La provincia dell’Aquila, con 211.685 contribuenti, di cui 112.544 dipendenti e 7.930 autonomi, è in 74ª posizione, presenta una situazione analoga, con un’ampia porzione della popolazione che subisce un prelievo fiscale per lo più invisibile.
La provincia di Pescara, con 225.128 contribuenti IRPEF è in 68ª posizione, di cui 120.969 dipendenti e 9.960 autonomi, non fa eccezione. Anche qui, la preponderanza dei redditi da lavoro dipendente implica che la maggior parte delle imposte viene incassata prima ancora che il contribuente ne abbia piena consapevolezza.
Similmente, la provincia di Teramo, con 224.904 contribuenti, si piazza in 69ª posizione, con 126.572 dipendenti e 9.359 autonomi, mostra un quadro dove l’effetto delle tasse “nascoste” è dominante.

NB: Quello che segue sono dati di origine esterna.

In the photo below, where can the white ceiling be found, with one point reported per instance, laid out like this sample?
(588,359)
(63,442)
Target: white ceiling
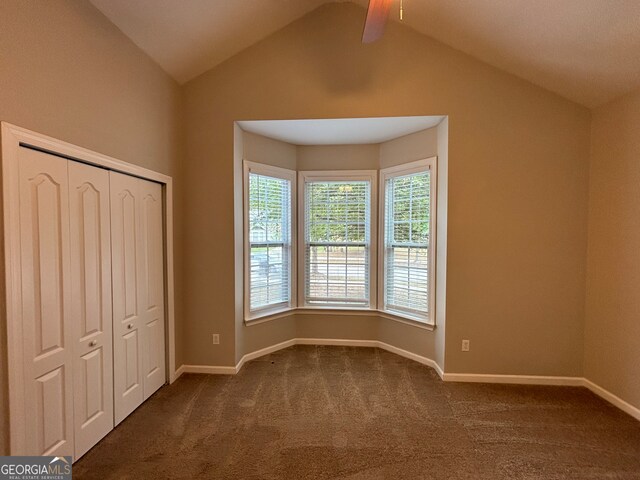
(585,50)
(340,131)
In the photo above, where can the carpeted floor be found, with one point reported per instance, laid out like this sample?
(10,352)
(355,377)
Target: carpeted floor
(312,412)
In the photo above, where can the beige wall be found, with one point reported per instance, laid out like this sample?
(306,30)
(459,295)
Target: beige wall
(416,146)
(612,332)
(260,149)
(517,183)
(67,72)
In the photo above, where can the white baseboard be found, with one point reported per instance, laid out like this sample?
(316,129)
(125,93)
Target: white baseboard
(264,351)
(230,370)
(612,399)
(210,369)
(513,379)
(447,377)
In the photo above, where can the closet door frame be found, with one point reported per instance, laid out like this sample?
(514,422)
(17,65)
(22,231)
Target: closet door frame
(14,138)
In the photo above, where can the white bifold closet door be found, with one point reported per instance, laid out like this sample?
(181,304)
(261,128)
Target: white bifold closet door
(47,333)
(138,291)
(66,302)
(90,240)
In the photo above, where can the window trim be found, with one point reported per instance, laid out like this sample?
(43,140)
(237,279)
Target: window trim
(417,166)
(284,174)
(338,176)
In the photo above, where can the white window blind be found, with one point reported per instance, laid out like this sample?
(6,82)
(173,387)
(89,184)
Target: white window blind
(337,242)
(269,231)
(407,235)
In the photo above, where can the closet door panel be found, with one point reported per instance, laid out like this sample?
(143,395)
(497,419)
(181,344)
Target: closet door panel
(91,303)
(47,333)
(128,326)
(152,286)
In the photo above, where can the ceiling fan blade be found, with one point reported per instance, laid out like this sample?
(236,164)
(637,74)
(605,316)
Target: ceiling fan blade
(377,15)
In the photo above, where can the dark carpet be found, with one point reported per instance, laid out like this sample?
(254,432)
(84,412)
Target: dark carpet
(312,412)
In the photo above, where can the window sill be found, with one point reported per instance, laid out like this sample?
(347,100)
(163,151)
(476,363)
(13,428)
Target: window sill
(361,312)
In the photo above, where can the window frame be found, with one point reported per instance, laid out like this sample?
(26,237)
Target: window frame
(370,176)
(418,166)
(283,174)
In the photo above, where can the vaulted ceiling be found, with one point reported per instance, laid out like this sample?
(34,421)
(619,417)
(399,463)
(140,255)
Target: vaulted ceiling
(585,50)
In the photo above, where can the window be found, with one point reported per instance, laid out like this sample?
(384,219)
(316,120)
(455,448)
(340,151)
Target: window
(337,239)
(408,239)
(324,251)
(269,259)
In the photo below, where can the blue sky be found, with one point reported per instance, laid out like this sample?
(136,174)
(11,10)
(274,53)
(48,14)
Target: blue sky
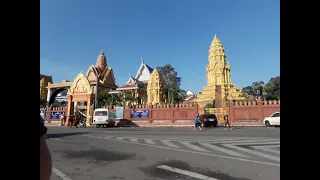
(176,32)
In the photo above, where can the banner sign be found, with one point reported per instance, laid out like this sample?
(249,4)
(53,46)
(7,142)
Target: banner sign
(56,115)
(42,113)
(140,114)
(119,112)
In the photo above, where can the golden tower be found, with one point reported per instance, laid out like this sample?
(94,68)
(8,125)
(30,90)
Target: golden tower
(218,76)
(155,88)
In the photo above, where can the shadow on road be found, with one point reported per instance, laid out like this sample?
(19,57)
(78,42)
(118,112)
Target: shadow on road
(58,135)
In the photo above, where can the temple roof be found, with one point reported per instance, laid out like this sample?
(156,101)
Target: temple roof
(46,78)
(102,71)
(128,86)
(144,72)
(101,61)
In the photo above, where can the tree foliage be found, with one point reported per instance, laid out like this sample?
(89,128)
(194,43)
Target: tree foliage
(272,89)
(172,91)
(269,91)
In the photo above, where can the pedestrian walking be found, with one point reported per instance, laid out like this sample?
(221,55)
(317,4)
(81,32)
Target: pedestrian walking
(197,123)
(226,121)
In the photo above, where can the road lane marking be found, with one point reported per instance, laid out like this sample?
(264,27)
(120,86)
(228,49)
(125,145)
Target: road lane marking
(170,144)
(60,174)
(247,141)
(134,139)
(197,148)
(56,139)
(253,143)
(149,141)
(184,172)
(224,150)
(253,152)
(192,152)
(268,148)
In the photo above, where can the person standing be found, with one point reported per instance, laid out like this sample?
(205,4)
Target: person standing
(197,122)
(226,121)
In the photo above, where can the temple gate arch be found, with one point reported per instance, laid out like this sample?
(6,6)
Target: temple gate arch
(80,91)
(54,95)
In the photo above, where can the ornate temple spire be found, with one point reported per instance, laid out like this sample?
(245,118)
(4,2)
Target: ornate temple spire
(216,49)
(101,61)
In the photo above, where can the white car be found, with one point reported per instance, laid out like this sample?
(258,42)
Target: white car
(273,120)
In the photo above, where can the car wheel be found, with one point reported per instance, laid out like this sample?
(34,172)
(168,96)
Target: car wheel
(267,123)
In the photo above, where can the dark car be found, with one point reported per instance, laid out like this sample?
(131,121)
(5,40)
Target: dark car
(209,120)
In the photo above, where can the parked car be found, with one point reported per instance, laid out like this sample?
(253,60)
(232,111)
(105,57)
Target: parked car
(272,120)
(209,120)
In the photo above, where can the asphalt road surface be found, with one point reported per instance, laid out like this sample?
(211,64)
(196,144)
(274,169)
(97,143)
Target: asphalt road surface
(164,153)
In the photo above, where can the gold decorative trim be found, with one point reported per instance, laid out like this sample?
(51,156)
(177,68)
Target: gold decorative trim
(79,77)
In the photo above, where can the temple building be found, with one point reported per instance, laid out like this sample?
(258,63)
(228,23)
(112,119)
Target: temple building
(82,89)
(219,86)
(155,88)
(137,86)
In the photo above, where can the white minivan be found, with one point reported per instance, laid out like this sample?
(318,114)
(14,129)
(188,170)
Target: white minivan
(103,117)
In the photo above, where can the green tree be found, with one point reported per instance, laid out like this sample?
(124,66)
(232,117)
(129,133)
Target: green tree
(171,83)
(272,89)
(180,96)
(269,91)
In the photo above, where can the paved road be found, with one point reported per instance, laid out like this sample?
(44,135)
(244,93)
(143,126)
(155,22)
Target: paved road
(165,153)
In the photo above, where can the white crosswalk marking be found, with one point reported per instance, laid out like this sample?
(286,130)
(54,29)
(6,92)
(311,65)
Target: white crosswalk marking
(194,147)
(149,141)
(134,139)
(253,152)
(255,146)
(251,143)
(170,144)
(224,150)
(268,148)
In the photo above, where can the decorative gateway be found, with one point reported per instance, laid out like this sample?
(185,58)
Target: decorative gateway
(139,113)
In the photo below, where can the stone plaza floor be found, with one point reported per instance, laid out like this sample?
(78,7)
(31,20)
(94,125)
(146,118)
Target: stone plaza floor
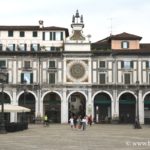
(61,137)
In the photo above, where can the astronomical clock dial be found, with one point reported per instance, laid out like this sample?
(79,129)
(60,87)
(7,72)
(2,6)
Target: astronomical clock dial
(77,71)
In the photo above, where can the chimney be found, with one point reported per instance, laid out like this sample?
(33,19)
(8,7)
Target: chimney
(41,22)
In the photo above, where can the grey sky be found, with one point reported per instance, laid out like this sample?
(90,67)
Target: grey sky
(101,17)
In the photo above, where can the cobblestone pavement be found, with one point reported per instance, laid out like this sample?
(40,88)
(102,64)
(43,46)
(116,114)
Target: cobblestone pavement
(61,137)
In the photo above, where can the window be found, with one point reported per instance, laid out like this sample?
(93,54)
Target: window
(34,33)
(1,47)
(27,76)
(102,78)
(51,64)
(10,47)
(51,78)
(127,64)
(22,47)
(35,47)
(27,64)
(125,44)
(102,64)
(10,33)
(2,63)
(127,78)
(22,33)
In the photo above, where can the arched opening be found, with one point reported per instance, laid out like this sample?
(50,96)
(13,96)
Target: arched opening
(27,100)
(52,107)
(127,107)
(102,108)
(6,101)
(77,105)
(147,109)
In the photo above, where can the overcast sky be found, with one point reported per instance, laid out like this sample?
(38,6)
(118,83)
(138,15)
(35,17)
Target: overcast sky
(101,17)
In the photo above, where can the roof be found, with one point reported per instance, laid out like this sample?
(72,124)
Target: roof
(33,28)
(125,36)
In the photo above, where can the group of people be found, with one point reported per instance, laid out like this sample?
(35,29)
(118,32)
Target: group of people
(79,122)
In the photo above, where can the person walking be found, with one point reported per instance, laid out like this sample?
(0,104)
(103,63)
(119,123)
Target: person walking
(71,121)
(84,123)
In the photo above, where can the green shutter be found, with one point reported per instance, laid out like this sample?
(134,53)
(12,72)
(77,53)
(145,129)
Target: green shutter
(51,36)
(43,36)
(31,78)
(22,77)
(122,64)
(61,36)
(54,36)
(131,64)
(147,64)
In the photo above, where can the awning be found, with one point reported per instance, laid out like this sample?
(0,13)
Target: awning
(102,101)
(14,108)
(126,101)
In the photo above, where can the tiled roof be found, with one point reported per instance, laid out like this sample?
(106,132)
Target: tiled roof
(125,36)
(33,28)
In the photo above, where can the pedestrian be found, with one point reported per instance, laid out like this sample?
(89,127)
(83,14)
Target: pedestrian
(90,120)
(71,121)
(79,122)
(46,120)
(84,123)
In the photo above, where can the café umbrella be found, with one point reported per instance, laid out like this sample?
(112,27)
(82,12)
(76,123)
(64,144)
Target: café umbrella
(14,108)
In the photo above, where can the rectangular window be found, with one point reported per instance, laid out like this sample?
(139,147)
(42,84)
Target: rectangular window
(52,64)
(102,64)
(127,78)
(10,33)
(125,44)
(1,47)
(2,63)
(61,38)
(51,78)
(102,78)
(47,36)
(10,47)
(58,36)
(127,64)
(35,34)
(35,47)
(27,76)
(22,47)
(27,64)
(22,34)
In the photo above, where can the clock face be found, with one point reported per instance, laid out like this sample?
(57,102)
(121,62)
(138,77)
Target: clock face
(77,71)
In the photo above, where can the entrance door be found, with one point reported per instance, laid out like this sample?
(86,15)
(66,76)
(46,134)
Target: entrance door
(127,104)
(102,108)
(52,107)
(147,109)
(77,105)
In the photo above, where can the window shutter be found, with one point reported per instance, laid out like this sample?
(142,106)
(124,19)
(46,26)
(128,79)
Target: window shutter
(51,36)
(147,64)
(61,36)
(131,63)
(31,47)
(25,47)
(22,77)
(127,44)
(7,80)
(43,36)
(122,44)
(13,47)
(122,64)
(54,36)
(31,78)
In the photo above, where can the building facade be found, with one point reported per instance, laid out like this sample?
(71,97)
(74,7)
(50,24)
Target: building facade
(54,73)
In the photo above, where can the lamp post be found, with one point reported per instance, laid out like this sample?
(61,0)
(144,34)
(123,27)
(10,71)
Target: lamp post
(137,122)
(3,78)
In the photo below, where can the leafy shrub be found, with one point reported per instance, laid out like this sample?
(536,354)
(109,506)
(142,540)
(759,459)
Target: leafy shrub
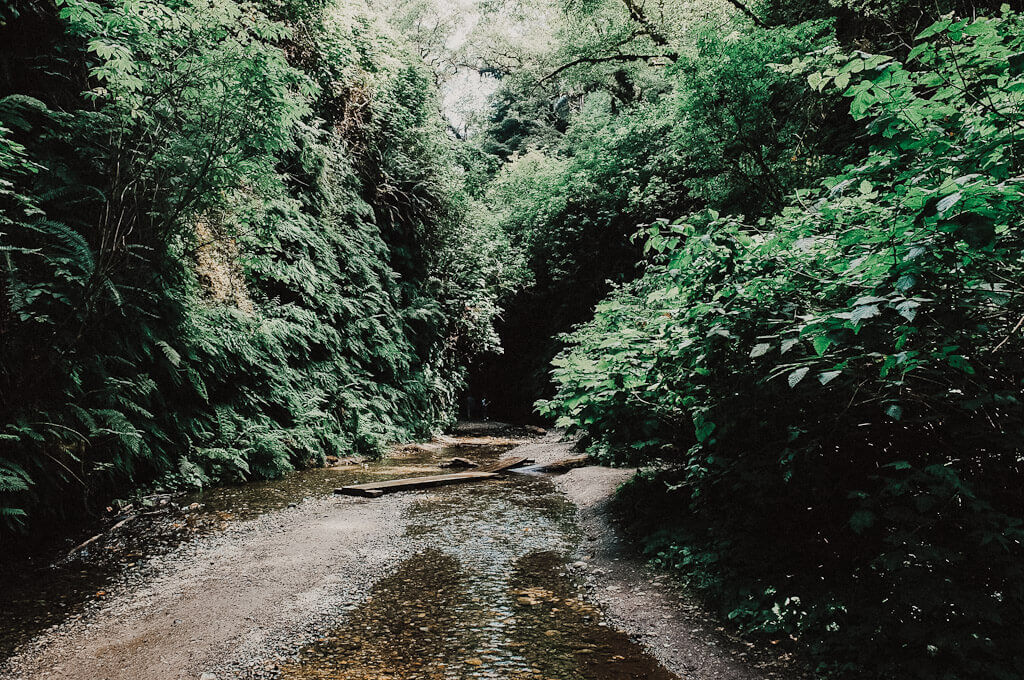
(230,255)
(833,393)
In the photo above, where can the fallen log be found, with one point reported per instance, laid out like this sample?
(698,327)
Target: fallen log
(564,465)
(459,463)
(376,489)
(506,464)
(85,544)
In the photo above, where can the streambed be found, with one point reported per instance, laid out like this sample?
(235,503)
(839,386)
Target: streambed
(474,585)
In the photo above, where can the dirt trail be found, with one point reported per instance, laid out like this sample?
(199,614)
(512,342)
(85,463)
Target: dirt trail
(239,602)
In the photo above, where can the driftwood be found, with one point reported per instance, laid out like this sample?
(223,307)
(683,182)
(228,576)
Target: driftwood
(506,464)
(564,465)
(89,542)
(376,489)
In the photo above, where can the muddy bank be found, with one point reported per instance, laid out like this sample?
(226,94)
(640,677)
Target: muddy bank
(673,625)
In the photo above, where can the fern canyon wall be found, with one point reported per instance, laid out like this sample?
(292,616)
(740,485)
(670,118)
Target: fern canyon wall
(235,240)
(765,254)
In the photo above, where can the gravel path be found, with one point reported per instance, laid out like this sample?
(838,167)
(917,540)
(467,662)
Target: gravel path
(238,603)
(636,599)
(230,596)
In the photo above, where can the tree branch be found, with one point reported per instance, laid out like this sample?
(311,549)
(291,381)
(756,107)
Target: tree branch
(605,59)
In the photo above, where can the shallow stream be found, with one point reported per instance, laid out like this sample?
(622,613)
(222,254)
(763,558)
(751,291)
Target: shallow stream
(487,593)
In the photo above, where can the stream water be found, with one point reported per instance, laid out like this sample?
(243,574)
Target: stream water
(486,594)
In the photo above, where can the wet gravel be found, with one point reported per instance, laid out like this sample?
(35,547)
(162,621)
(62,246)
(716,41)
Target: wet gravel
(499,580)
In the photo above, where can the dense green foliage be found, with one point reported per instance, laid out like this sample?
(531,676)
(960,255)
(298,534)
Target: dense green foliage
(773,249)
(235,239)
(828,391)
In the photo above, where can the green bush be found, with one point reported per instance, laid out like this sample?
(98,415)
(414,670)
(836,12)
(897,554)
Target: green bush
(833,393)
(229,254)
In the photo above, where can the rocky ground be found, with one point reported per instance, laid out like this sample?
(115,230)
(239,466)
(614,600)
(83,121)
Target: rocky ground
(238,603)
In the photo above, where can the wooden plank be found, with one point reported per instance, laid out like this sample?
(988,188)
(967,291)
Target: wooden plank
(507,464)
(565,464)
(375,489)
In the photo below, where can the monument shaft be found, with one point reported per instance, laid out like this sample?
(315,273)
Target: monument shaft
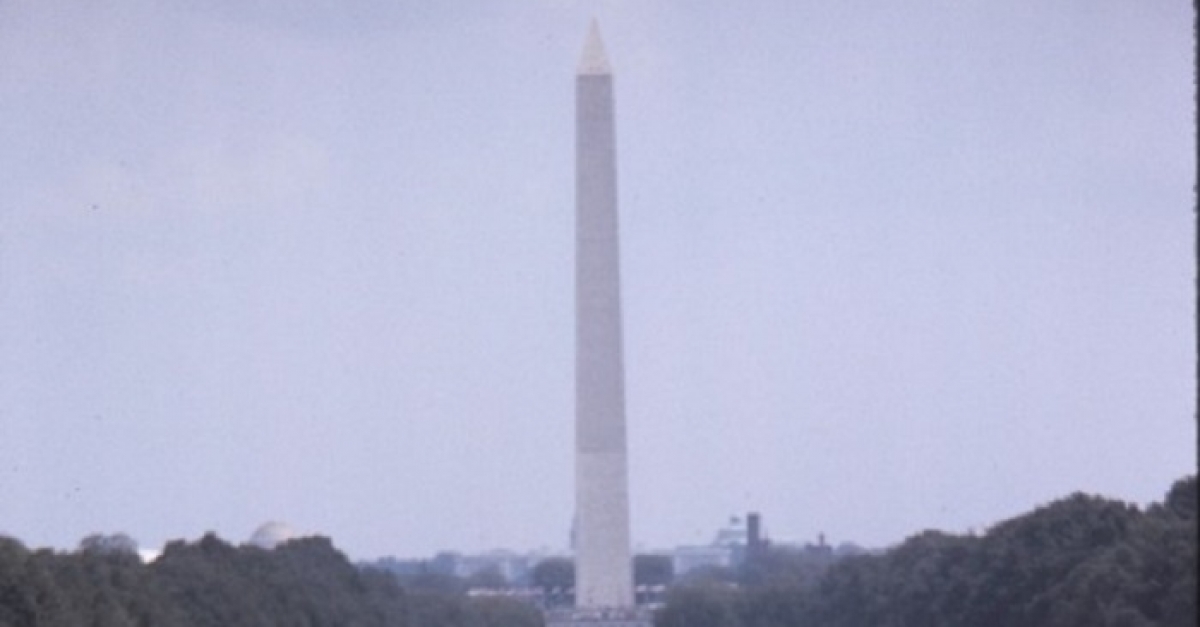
(604,572)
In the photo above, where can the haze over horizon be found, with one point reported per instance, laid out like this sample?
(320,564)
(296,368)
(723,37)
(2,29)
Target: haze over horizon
(883,268)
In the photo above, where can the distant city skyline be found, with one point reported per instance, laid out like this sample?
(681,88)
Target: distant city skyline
(886,268)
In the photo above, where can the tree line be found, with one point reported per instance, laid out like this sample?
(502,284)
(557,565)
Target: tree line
(210,583)
(1078,561)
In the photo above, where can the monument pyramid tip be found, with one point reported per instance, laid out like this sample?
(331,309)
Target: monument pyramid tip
(594,61)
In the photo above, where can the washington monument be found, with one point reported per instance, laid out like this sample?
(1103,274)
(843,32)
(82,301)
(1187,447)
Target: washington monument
(603,571)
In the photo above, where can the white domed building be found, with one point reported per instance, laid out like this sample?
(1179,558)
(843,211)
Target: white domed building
(271,535)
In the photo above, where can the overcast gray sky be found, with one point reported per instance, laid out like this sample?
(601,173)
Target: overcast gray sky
(887,266)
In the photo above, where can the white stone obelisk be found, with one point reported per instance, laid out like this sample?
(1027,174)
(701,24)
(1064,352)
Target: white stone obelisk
(603,565)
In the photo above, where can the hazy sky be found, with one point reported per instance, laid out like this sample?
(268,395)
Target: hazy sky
(887,266)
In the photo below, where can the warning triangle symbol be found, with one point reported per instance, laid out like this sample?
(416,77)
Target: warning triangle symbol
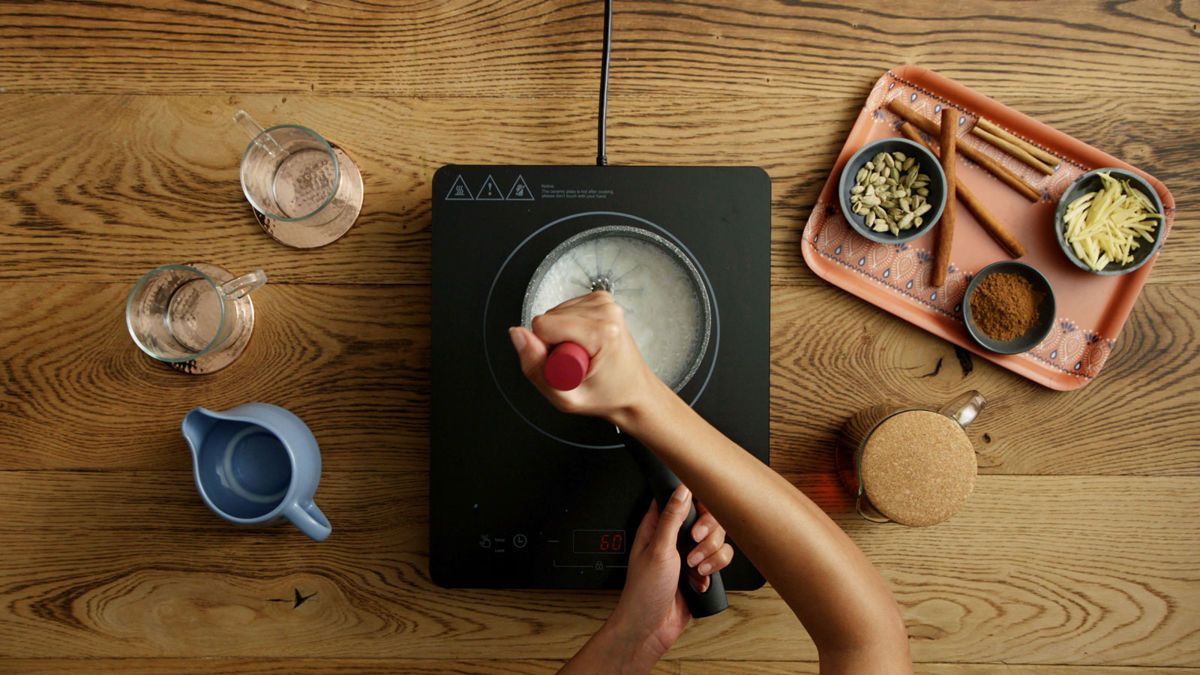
(459,191)
(520,191)
(490,191)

Per queste province, i punti critici risiedono nella scarsa consapevolezza fiscale dei cittadini, che può portare a una minore partecipazione al dibattito pubblico sulle politiche tributarie. Inoltre, la natura “indolore” del prelievo “alla fonte” rischia di mascherare l’eccessiva pressione fiscale complessiva, contribuendo a una minore richiesta di riforme strutturali e di una più equa distribuzione del carico. È fondamentale che i cittadini siano pienamente consapevoli di quanto versano allo Stato, non solo per una questione di trasparenza, ma anche per stimolare un maggiore senso di responsabilità e partecipazione civica nella gestione della cosa pubblica.